米半導体大手インテルが2025年10月23日に発表した2025年7-9月期決算は、最終損益が40億6300万ドル(約6200億円)の黒字となり、7四半期ぶりに黒字転換を果たしました。前年同期は166億3900万ドルの赤字を計上していたため、大幅な改善となっています。この決算発表を受けて、24日の東京株式市場では日経平均株価が前日比658円高の4万9299円と3日ぶりに反発し、インテル関連株を中心に半導体セクター全体が上昇しました。
今回の黒字転換の背景には、主力のパソコン向け半導体部門の持ち直しと、徹底したコスト削減策があります。同社のClient Computing Group(CCG)の売上高は前年同期比5%増の85億ドルとなり、AI PC需要が牽引役となりました。一方で、データセンター・AI部門は1%減の41億ドルと伸び悩んでいます。
売上高は前年同期比3%増の136億5300万ドル(約2兆800億円)となり、市場予想を上回りました。特別項目を除く1株当たり利益は0.23ドルで、市場予想の0.01ドルを大幅に上回る結果となっています。
黒字転換の大きな要因となったのが、人員削減や設備投資の見直しによるコスト削減です。2025年3月に新CEO(最高経営責任者)に就任したリップ・ブー・タン氏は、積極的な経営再建策を推進してきました。同氏は2009年から2021年までCadence Design SystemsのCEOを務め、在任中に同社の収益を2倍以上に増やし、株価を3200%以上上昇させた実績を持つ半導体業界のベテランです。
インテルが課題としてきたファウンドリー(半導体受託生産)事業についても、売上高は前年同期比2%減の42億3500万ドルとなったものの、営業赤字は23億2100万ドルに縮小しました。前年同期の57億9900万ドルの赤字から大幅に改善しており、工場への投資額を減らしたことが功を奏しています。
同社は7月、2025年末までに従業員数を約7万5000人に削減する計画を発表しており、これは2024年末の約9万9500人から約2万4000人の削減に相当します。また、ドイツとポーランドでの新工場建設計画を中止するなど、需要の確実性が見込めない大規模投資の見直しも進めています。
インテルの経営再建を支えているのが、国内外からの大規模な資金支援です。同社は第3四半期に、米国政府からCHIPS法に基づく57億ドルの支援を受領しました。
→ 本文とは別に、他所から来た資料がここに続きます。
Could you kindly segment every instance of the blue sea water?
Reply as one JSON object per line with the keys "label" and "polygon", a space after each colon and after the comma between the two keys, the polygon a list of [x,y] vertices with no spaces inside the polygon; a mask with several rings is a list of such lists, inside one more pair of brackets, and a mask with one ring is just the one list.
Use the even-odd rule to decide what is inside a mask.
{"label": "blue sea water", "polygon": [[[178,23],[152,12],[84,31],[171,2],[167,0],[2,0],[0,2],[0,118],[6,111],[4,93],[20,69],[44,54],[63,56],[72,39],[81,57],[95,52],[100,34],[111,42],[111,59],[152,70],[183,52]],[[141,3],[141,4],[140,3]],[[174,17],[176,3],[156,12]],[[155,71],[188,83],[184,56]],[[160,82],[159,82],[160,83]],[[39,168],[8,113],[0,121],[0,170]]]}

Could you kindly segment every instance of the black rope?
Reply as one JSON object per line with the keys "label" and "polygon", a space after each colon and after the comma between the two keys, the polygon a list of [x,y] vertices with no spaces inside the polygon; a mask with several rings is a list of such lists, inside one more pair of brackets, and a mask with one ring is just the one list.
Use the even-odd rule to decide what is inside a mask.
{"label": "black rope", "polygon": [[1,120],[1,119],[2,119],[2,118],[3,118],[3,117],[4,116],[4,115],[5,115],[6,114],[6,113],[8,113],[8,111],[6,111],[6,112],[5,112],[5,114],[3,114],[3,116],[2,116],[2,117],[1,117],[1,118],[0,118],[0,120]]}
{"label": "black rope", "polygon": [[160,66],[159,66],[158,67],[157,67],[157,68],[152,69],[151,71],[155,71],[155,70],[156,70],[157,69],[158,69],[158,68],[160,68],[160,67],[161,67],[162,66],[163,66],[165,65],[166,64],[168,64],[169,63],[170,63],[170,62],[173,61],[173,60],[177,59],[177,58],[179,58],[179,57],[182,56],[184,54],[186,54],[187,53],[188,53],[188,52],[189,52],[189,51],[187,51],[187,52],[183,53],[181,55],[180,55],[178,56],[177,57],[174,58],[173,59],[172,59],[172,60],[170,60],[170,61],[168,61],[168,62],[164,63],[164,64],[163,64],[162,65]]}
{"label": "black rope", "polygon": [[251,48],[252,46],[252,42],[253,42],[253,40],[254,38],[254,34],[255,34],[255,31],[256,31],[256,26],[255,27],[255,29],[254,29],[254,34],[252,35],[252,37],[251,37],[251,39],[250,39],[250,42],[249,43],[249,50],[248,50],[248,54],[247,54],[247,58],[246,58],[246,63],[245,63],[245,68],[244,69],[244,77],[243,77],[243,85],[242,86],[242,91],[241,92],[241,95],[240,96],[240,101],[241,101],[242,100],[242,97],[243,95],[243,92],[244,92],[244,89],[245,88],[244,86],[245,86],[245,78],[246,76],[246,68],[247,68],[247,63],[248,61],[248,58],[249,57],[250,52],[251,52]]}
米政府は8月、経済安全保障の観点から総額89億ドル(約1兆3000億円)をインテルに出資すると発表し、同社株式の9.9%を取得して筆頭株主となっています。
さらに、AI半導体で圧倒的な存在感を持つエヌビディアが50億ドル(約7400億円)を出資し、両社は半導体の共同開発に取り組むことになりました。これまでAI半導体を巡って競合関係にあった両社による異例の提携となります。ソフトバンクグループも20億ドル(約3000億円)を出資する方針で、米政府、エヌビディア、ソフトバンクGという三大株主の存在がインテルの経営に強力な影響力を与えることになります。
同社はこれらの資金調達に加え、Alteraの売却益として約52億ドルを計上しており、財務体質の改善が進んでいます。
東京市場で半導体関連株が全面高 投資家は慎重な楽観姿勢
インテルの好決算を受けて、24日の東京株式市場では半導体関連株が全面高となりました。イビデン、アドバンテスト、ディスコ、東京エレクトロンなどの半導体製造装置関連が軒並み上昇し、キオクシアホールディングスは上場来高値を更新しました。また、ソフトバンクグループも急反発し、相場全体を牽引しました。
インテルの時間外取引では株価が約7%上昇し、市場は同社の経営再建策を評価しています。ただし、同社は2025年10-12月期の売上高見通しを128億~138億ドル(中央値133億ドル)としており、市場予想の134億ドルをわずかに下回る水準となっています。
アナリストの間では、インテルの再建には「最大2年かかる」との見方もあり、先端半導体の量産体制確立や、エヌビディアやAMDに奪われた市場シェアの回復など、課題は依然として山積しています。それでも、今回の黒字転換は、タンCEOが推進する経営改革が確実に成果を上げ始めていることを示す重要な転換点となりました。